The researchers examined 137 families that were known to have germline BRCA1 or BRCA2 mutations and that also had at least one male member who was diagnosed with prostate cancer. Among these families, 158 such men were candidates for the study. Lack of available prostate biopsies limited the analysis to 18 prostate cancer patients, 4 of whom carried germline BRCA1 mutations and 14 with germline BRCA2 mutations.
Loss of heterozygosity - in which one copy of a defective gene is inherited and the other copy becomes defective some time after birth, perhaps due to environmental factors - was detected in the prostate tumor tissue from 10 of the 14 BRCA2 carriers. The men whose cancers displayed loss of heterozygosity had exceptionally high Gleason scores of 7 to 9 (the median score was 9), and they had stage II or higher cancers.
"Although the sample size is small," the authors wrote, "these results indicate that BRCA2 has the hallmarks of a tumor suppressor and is the likely cause of the prostate cancer in a substantial portion of carriers who are diagnosed with the disease." The data add to prior information suggesting that prostate cancer may be part of the hereditary breast/ovarian cancer syndrome. The researchers added that there are no data to support a mechanism by which BRCA2 may cause prostate cancer.
The authors noted that BRCA2 mutation-positive (but not BRCA1 mutation-positive) men from hereditary breast/ovarian cancer families should be considered at significantly increased risk of prostate cancer by clinicians responsible for their care. They also suggest that additional evidence is required to formulate the specific screening advice and optimal management recommendations required to reduce the burden of prostate cancer in genetically at-risk men.
Vitamin D Not Associated with Decreased Prostate Cancer Risk
In a nested case-control study of participants from the Prostate, Lung, Colorectal and Ovarian (PLCO) cancer screening trial, published online May 27 in the Journal of the National Cancer Institute, higher concentrations of serum 25-hydroxy vitamin D [25(OH)D], the primary form of vitamin D circulating in the bloodstream, were not associated with a decreased risk of prostate cancer.
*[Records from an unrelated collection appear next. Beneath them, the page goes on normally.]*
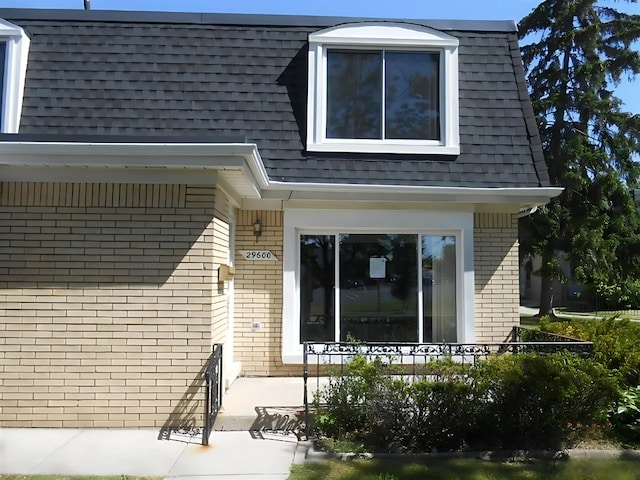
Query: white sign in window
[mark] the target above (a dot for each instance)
(377, 267)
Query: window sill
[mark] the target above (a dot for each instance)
(410, 148)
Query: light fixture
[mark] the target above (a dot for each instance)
(257, 228)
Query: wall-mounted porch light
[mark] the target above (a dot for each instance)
(257, 228)
(636, 197)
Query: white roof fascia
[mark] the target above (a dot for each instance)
(190, 161)
(329, 191)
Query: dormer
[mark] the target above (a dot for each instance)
(382, 87)
(14, 50)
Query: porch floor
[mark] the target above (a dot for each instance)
(265, 404)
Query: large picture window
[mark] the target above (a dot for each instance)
(378, 287)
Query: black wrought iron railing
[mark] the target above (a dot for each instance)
(412, 357)
(213, 391)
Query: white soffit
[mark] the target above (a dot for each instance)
(238, 165)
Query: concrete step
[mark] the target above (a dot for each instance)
(287, 419)
(267, 404)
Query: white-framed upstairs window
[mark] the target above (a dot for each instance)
(381, 87)
(14, 50)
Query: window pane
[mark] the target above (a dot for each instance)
(3, 52)
(412, 95)
(354, 94)
(378, 287)
(317, 274)
(439, 288)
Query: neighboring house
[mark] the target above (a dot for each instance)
(171, 181)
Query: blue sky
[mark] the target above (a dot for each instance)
(423, 9)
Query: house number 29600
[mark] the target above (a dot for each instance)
(264, 255)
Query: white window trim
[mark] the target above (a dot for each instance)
(305, 221)
(380, 35)
(15, 72)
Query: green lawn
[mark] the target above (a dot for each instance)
(469, 469)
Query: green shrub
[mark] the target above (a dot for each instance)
(343, 399)
(511, 401)
(622, 296)
(615, 343)
(625, 416)
(531, 401)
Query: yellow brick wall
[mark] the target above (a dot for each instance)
(496, 275)
(106, 298)
(258, 297)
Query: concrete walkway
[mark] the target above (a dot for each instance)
(230, 455)
(254, 438)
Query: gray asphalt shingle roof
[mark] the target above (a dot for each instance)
(113, 73)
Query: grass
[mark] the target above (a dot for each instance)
(468, 469)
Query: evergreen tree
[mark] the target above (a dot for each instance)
(576, 52)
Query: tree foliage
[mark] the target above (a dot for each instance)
(575, 53)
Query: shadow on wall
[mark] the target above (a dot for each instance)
(77, 249)
(186, 420)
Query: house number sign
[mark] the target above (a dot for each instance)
(262, 255)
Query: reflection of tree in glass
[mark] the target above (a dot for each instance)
(412, 106)
(316, 271)
(354, 94)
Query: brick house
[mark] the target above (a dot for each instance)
(173, 181)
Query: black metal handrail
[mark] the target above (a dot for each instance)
(213, 391)
(519, 340)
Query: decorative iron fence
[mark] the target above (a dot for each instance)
(412, 357)
(213, 391)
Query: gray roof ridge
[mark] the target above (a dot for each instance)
(124, 16)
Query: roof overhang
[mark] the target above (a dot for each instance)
(237, 167)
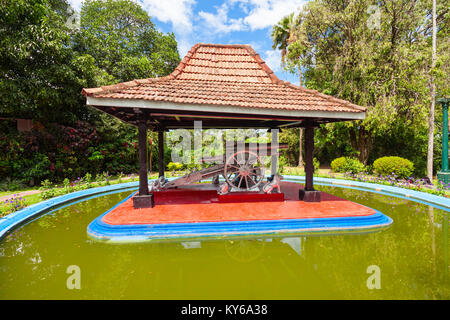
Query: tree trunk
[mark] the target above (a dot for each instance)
(365, 145)
(361, 141)
(432, 106)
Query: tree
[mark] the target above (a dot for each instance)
(123, 40)
(284, 33)
(37, 76)
(430, 151)
(374, 56)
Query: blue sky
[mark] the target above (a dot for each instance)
(226, 22)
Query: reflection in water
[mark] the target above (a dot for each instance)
(410, 254)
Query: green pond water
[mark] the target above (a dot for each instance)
(412, 257)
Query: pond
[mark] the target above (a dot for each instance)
(411, 257)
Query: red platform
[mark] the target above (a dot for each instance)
(200, 203)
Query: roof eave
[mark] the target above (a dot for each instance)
(223, 109)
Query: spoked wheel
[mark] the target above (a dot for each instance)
(244, 170)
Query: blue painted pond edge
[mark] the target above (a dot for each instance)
(100, 230)
(17, 218)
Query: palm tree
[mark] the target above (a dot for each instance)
(283, 34)
(433, 97)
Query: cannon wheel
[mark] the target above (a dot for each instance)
(244, 170)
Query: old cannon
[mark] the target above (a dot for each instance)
(242, 170)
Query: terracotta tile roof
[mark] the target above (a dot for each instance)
(229, 75)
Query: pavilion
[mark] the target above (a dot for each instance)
(224, 86)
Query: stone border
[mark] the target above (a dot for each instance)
(15, 219)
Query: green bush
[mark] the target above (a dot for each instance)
(174, 166)
(401, 167)
(316, 164)
(337, 165)
(346, 164)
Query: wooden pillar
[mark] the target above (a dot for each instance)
(143, 177)
(161, 165)
(274, 152)
(309, 194)
(309, 165)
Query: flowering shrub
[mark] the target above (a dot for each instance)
(12, 204)
(403, 168)
(345, 164)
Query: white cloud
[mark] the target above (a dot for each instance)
(273, 60)
(265, 13)
(257, 14)
(220, 22)
(177, 12)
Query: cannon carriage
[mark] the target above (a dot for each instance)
(242, 171)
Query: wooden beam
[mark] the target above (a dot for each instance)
(275, 155)
(143, 177)
(309, 165)
(161, 164)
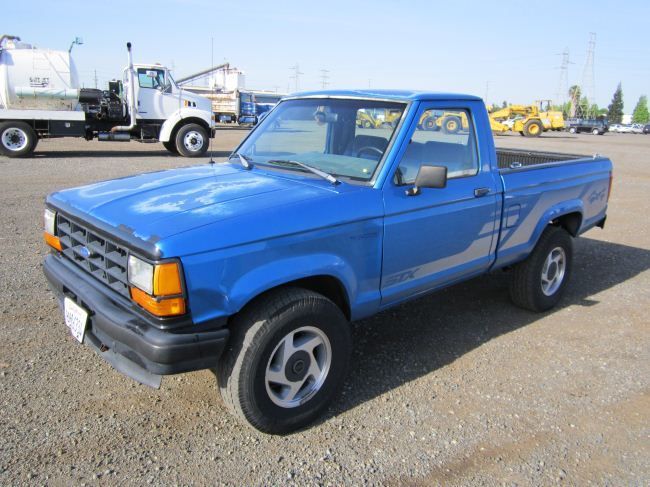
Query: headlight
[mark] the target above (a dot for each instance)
(141, 274)
(49, 229)
(49, 221)
(157, 287)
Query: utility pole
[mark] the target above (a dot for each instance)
(296, 75)
(324, 77)
(563, 84)
(588, 75)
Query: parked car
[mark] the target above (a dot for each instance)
(255, 267)
(595, 127)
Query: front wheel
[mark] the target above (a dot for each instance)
(170, 146)
(287, 357)
(17, 139)
(192, 140)
(538, 282)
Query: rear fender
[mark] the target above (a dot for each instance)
(553, 213)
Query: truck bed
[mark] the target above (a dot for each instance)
(515, 158)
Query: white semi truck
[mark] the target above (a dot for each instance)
(40, 98)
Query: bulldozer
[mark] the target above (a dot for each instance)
(528, 120)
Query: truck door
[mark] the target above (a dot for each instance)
(444, 234)
(156, 97)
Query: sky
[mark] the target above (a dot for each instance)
(499, 50)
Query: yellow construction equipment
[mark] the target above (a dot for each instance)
(528, 120)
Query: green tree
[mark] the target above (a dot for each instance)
(640, 113)
(615, 109)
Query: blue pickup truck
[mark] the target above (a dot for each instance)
(255, 267)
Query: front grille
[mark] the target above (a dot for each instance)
(94, 253)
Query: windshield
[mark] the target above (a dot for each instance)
(342, 137)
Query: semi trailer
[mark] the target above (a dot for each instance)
(40, 97)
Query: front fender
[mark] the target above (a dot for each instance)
(283, 271)
(177, 118)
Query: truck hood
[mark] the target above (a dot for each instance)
(154, 206)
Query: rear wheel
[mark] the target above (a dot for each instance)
(538, 282)
(533, 128)
(287, 357)
(192, 140)
(17, 139)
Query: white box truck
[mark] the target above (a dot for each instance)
(40, 98)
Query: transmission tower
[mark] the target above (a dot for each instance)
(562, 92)
(296, 75)
(324, 77)
(588, 75)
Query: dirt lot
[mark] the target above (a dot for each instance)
(459, 387)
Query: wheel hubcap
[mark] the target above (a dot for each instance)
(14, 139)
(193, 141)
(298, 367)
(553, 271)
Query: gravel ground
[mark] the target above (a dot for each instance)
(459, 387)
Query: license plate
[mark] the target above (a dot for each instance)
(75, 318)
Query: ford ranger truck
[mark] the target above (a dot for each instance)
(256, 266)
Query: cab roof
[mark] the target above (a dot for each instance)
(396, 95)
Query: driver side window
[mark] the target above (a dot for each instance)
(443, 137)
(151, 78)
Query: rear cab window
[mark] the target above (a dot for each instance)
(442, 137)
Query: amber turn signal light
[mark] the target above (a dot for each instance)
(167, 280)
(53, 241)
(158, 307)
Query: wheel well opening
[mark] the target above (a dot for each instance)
(570, 222)
(328, 286)
(185, 121)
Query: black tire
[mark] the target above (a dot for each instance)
(17, 139)
(257, 331)
(451, 125)
(533, 128)
(526, 281)
(196, 143)
(170, 146)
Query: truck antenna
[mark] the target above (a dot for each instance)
(211, 161)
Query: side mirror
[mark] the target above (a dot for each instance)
(429, 177)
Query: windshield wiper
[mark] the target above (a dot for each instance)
(245, 161)
(317, 172)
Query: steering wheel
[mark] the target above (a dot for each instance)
(370, 148)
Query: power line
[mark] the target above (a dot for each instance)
(324, 77)
(296, 75)
(588, 74)
(563, 85)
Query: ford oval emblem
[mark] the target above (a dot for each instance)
(85, 252)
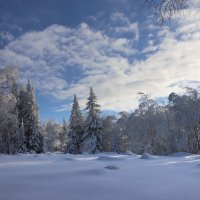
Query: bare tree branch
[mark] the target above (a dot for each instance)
(166, 9)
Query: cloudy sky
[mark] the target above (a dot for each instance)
(66, 46)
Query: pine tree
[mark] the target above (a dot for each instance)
(76, 128)
(21, 139)
(92, 137)
(28, 111)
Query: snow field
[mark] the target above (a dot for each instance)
(56, 176)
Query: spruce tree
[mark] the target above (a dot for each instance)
(92, 137)
(21, 139)
(76, 128)
(28, 111)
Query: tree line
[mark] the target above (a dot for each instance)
(152, 127)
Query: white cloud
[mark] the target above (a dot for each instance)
(53, 57)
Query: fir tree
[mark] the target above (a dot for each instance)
(92, 137)
(21, 139)
(76, 128)
(28, 111)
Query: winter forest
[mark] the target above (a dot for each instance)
(155, 128)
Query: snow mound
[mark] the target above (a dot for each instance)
(110, 158)
(148, 156)
(129, 153)
(181, 154)
(111, 167)
(91, 172)
(68, 159)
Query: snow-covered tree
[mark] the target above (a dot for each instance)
(28, 111)
(8, 111)
(21, 139)
(76, 128)
(93, 126)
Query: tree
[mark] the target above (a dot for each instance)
(166, 9)
(8, 112)
(21, 139)
(76, 128)
(92, 136)
(28, 111)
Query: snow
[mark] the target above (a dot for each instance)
(105, 176)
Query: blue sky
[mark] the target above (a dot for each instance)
(115, 46)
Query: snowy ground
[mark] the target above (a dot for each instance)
(54, 176)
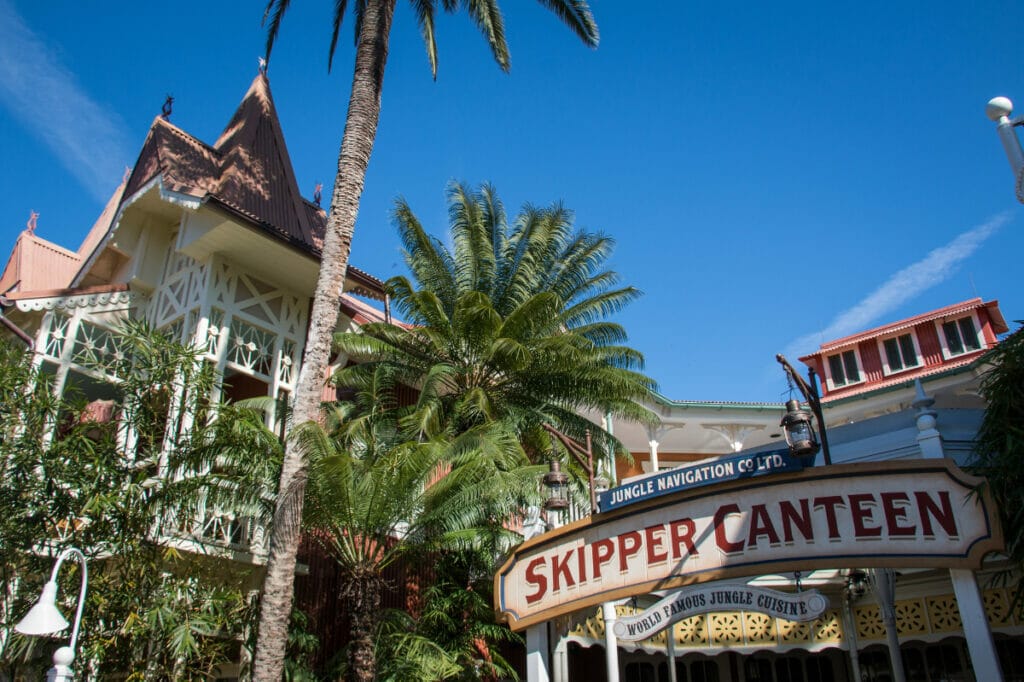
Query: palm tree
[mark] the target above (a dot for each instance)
(373, 28)
(374, 497)
(509, 326)
(999, 448)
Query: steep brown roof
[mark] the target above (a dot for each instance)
(247, 171)
(36, 263)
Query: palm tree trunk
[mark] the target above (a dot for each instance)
(356, 145)
(365, 605)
In fact, concentrations greater than the lowest fifth of the spectrum tended to be associated with an increased risk of aggressive disease.
Researchers in NCI's Division of Cancer Epidemiology and Genetics collected data on serum 25(OH)D concentrations from 749 white men diagnosed with prostate cancer and 781 controls, from samples taken at the beginning of their participation in the PLCO study (at baseline). All participants were taken from the PLCO trial screening arm, which includes annual standardized prostate cancer screening.
Serum 25(OH)D concentration was not associated with risk for prostate cancer overall, nor with non-aggressive disease; however, the researchers did see some evidence of an increased risk of aggressive disease associated with higher concentrations of vitamin D. They note that in their analyses not all the trends were statistically significant nor did the associations generally show a linear dose-dependence.
"In summary, results from this large prospective study of men who underwent standardized prostate cancer screening in the context of a screening trial do not support the hypothesis that higher serum vitamin D status is associated with decreased risk of prostate cancer," state the authors in an accompanying press release. "It raises the possibility that higher vitamin D level may be associated with increased risks for aggressive disease, [but] a clear monotonic dose-response relationship was lacking."